J'ai encore dans ma bibliothèque un numéro de la Revue d'études palestiniennes. Il était pratiquement obligatoire de lire ce genre de choses, à l'époque. S'il n'est guère étonnant qu'en 1972, ou 76, on ait pu gober tout cru cet œuf pourri sans être pris d'une forte fièvre, il est invraisemblable que près de quarante ans après on se laisse servir le même plat avarié bouillu foutu sans renverser la table et mettre le feu au restaurant.  Il ne fallait rien de moins que la Bloge des acéphales, avec la complicité des musulmans, bien sûr, pour que les mêmes mensonges recommencent à circuler avec une vigueur de début de millénaire, comme si le fantôme facétieux du Vieux avait effacé la mémoire des Nouveaux Vigiles afin qu'on puisse rejouer la pièce ad vitam aeternam, à guichets fermés et sans la lassitude qui accompagne généralement les navets.

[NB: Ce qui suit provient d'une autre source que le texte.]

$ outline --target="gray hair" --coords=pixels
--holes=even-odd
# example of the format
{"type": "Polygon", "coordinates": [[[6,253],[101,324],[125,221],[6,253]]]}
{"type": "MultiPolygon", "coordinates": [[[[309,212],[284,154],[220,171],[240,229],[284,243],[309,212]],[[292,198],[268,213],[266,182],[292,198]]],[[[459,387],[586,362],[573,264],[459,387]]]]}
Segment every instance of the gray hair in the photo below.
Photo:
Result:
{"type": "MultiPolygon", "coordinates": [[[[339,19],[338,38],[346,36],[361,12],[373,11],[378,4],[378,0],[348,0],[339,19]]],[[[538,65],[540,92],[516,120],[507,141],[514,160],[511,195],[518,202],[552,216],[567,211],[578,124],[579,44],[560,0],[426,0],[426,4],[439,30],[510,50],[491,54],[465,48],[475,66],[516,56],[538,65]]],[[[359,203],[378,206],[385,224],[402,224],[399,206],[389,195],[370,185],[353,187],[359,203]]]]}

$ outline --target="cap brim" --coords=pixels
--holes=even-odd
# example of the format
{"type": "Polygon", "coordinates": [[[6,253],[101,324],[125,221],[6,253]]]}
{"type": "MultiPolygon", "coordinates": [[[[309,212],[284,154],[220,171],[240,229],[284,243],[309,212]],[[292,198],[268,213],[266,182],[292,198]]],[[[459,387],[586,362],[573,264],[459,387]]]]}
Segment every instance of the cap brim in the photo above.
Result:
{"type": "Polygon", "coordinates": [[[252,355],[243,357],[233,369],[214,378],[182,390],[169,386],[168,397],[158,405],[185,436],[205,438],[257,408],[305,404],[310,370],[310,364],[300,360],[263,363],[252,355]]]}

Le saint Évigile est en vente à nouveau, et il cartonne, depuis que ses mantras principaux sont repris par les Hessel-Girls du village global en furie.

Certains retinrent des Jeux de 1972 les victoires éclatantes d'un certain Mark Spitz, nageur américain d'exception, d'autres retinrent la mort d'un certain André Spitzer, entraîneur de l'équipe israélienne d'escrime, un parmi les onze qui périrent ce jour-là, le 5 septembre 1972, Moshe Weinberg, Yossef Romano, Ze’ev Friedman, David Berger, Yakov Springer, Eliezer Halfin, Yossef Gutfreund, Kehat Shorr, Mark Slavin, Amitzur Shapira, et donc André Spitzer.